Apple’s security white paper recommends that anyone who is worried about their identical twin, or sibling unlocking their smartphone should disable the Face ID and type in a passcode, which may be more annoying to do.

Here’s a video uploaded to YouTube channel Attaullah Malik, which describes the information.

The two family members do share a striking resemblance, but there are some differences, such as shape and size. Still, given that the child who managed to unlock the smartphone is only ten years old, the undeveloped facial points could contribute to the mentioned iPhone X Face ID problem.

Here’s how Apple described this process.

Conversely, if Face ID fails to recognize you, but the match quality is higher than a certain threshold and you immediately follow the failure by entering your passcode, Face ID takes another capture and augments its enrolled Face ID data with the newly calculated mathematical representation.

That probably means that if the son failed to unlock his parent’s smartphone, but then entered the password while the sensor was viewing him, the data the Face ID collected could be brought into the neural network’s processing. With this in mind, the odds of the son unlocking his mother’s iPhone X would be more likely, even if it was his mother who set up the Face ID.

WIRED interviewed the mother in its article where they say that the mentioned process is not exactly what happened. Still, it is the most logical explanation for how this would have happened, as it’s very easy to accidentally train the Face ID without thinking.
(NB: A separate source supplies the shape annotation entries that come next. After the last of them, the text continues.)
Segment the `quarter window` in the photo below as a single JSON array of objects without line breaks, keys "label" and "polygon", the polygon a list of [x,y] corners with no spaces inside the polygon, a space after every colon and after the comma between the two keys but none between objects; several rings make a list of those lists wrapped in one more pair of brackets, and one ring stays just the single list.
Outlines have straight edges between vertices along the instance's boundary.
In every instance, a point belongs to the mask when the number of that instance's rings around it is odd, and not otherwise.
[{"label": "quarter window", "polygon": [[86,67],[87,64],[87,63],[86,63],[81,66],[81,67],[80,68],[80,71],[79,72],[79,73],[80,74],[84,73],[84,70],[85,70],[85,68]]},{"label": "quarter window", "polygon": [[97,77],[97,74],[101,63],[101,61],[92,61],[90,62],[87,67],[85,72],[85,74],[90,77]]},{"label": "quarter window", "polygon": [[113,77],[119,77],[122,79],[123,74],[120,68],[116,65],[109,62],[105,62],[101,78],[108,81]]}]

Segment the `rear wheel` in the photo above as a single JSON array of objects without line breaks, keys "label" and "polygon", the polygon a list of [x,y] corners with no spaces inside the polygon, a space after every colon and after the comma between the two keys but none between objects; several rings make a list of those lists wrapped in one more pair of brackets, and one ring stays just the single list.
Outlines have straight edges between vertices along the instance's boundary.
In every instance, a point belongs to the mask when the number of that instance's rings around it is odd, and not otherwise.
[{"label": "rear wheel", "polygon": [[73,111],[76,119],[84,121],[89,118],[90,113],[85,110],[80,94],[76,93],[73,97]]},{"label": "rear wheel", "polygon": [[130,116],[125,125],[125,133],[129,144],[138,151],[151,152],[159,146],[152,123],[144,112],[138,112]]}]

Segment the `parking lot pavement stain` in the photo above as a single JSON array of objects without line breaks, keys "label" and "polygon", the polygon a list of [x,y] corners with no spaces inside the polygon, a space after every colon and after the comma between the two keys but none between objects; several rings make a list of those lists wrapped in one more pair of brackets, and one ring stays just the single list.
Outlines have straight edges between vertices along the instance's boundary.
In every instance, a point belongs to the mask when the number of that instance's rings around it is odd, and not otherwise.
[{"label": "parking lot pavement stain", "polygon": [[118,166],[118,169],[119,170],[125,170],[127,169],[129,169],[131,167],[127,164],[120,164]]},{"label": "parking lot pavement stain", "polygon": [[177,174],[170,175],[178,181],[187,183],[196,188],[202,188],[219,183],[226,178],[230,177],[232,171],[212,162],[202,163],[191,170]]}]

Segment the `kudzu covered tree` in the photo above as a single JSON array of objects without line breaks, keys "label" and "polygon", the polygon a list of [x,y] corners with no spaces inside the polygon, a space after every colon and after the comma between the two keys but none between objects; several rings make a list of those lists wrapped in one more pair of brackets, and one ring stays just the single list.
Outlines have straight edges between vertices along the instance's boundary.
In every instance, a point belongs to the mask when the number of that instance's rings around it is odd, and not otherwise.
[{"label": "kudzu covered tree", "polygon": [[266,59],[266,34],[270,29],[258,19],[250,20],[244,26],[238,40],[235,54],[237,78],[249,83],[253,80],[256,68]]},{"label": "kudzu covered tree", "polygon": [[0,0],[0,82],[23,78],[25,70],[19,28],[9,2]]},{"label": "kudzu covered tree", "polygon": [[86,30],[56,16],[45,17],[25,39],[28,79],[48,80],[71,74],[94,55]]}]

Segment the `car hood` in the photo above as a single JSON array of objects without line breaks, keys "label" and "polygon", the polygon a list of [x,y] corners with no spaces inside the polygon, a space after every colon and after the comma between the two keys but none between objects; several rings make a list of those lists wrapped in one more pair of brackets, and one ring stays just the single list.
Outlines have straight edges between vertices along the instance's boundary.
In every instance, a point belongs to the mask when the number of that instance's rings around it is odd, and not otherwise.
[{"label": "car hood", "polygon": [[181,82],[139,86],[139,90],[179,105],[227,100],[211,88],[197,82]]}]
Additional lack of defined facial features for the 10-year old child is of critical importance too.

“At WIRED’s suggestion, Malik asked his wife to re-register her face to see what would happen. After Sherwani freshly programmed her face into the phone, it no longer allowed Ammar access. To further test it, Sherwani tried registering her face again a few hours later, to replicate the indoor, nighttime lighting conditions in which she first set up her iPhone X. The problem returned; Ammar unlocked the phone on his third try this time. It worked again on his sixth try. At that point, Malik says, the phone’s AI seemed to learn Ammar’s features, and he could consistently unlock it again and again.”

The Face ID setup process asks for two scans of a user’s face. However, a more advanced training mode would allow users to insert more “trusted” information to the Face ID system, thereby enhancing the neural network models with more information, and reduce the chance of incorrect matches that causes the iPhone X Face ID problem.